Abstract

Background
DEL is an RhD variant that cannot be detected by routine serologic tests because of the extremely low expression of the RhD antigen. Detecting the common genotypes of RHD 1227G＞A and 1222T＞C in Korean DEL is important for safe and efficient blood transfusions. Therefore, in this study, a PCR-restriction enzyme fragment polymorphism (RFLP) method was applied to detect RHD 1227G＞A and 1222T＞C.
Methods
DNA extracted from the blood of each segment of 56 units of RhD-negative red blood cell were used. The promoter, exon 7 and exon 9 of RHD , and exon 9 of RHCE were amplified. The PCR products of RHD exon 7, RHD exon 9, and RHCE exon 9 were treated with the restriction enzymes HpyAV and MspI, and the RFLP patterns were observed by electrophoresis.
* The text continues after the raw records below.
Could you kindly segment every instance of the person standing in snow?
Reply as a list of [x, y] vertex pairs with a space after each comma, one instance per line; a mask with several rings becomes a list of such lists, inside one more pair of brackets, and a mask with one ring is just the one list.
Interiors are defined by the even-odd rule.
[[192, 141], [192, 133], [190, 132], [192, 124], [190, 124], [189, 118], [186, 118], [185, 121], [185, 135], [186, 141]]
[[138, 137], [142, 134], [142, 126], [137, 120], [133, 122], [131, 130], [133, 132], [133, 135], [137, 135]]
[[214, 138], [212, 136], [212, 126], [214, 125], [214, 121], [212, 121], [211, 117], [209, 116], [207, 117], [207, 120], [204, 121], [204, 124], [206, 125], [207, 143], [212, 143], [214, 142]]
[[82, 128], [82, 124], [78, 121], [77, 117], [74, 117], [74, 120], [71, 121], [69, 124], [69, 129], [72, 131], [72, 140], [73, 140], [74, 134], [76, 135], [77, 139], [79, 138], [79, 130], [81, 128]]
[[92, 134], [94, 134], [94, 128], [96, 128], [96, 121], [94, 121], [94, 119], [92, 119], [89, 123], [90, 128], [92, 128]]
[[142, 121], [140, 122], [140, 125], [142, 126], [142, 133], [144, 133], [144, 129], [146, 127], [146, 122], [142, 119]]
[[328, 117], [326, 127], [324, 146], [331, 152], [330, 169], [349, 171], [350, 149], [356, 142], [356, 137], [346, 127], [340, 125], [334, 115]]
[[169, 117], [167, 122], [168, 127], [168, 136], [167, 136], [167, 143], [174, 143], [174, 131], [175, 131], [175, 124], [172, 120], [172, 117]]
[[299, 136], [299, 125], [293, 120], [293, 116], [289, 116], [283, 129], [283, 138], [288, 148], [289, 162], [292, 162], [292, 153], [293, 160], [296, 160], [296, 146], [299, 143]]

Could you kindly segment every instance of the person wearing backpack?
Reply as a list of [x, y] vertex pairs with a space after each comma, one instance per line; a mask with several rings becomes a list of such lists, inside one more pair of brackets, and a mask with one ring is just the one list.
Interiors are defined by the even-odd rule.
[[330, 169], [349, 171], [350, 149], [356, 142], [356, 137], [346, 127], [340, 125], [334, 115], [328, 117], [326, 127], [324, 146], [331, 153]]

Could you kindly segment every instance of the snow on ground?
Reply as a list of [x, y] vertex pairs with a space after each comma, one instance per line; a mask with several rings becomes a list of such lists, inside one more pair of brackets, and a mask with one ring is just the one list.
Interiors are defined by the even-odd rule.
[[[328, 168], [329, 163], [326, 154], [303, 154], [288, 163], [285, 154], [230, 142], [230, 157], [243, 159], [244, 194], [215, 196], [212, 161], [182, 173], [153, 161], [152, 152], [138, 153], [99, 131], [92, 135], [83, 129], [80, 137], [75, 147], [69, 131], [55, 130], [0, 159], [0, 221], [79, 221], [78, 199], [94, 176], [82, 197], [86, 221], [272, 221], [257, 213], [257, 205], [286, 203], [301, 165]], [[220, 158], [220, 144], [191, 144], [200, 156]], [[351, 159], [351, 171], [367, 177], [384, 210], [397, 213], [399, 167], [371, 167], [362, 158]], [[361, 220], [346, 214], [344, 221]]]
The results of PCR-RFLP of RHD exon 9 were confirmed by PCR-direct sequencing.
Results
RHCE exon 9 was amplified in all 56 DNAs. RHD promoters, exon 7, and exon 9 were all amplified in 10 samples, RHD promoter, exon 7, and exon 9 were not amplified in 38 samples, and RHD promoter only was amplified in eight samples. As a result of the RHD exon 9 PCR-RFLP performed on 10 samples with all targets amplified, 10 samples were determined to be 9 samples with 1227G＞A and 1 sample with 1222T＞C. The PCR-RFLP result and the sequencing result were 100% identical.
Conclusion
PCR-RFLP using HpyAV and MspI is a reliable and applicable method for detecting RHD 1227G>A and 1222T＞C in serologically RhD negative samples.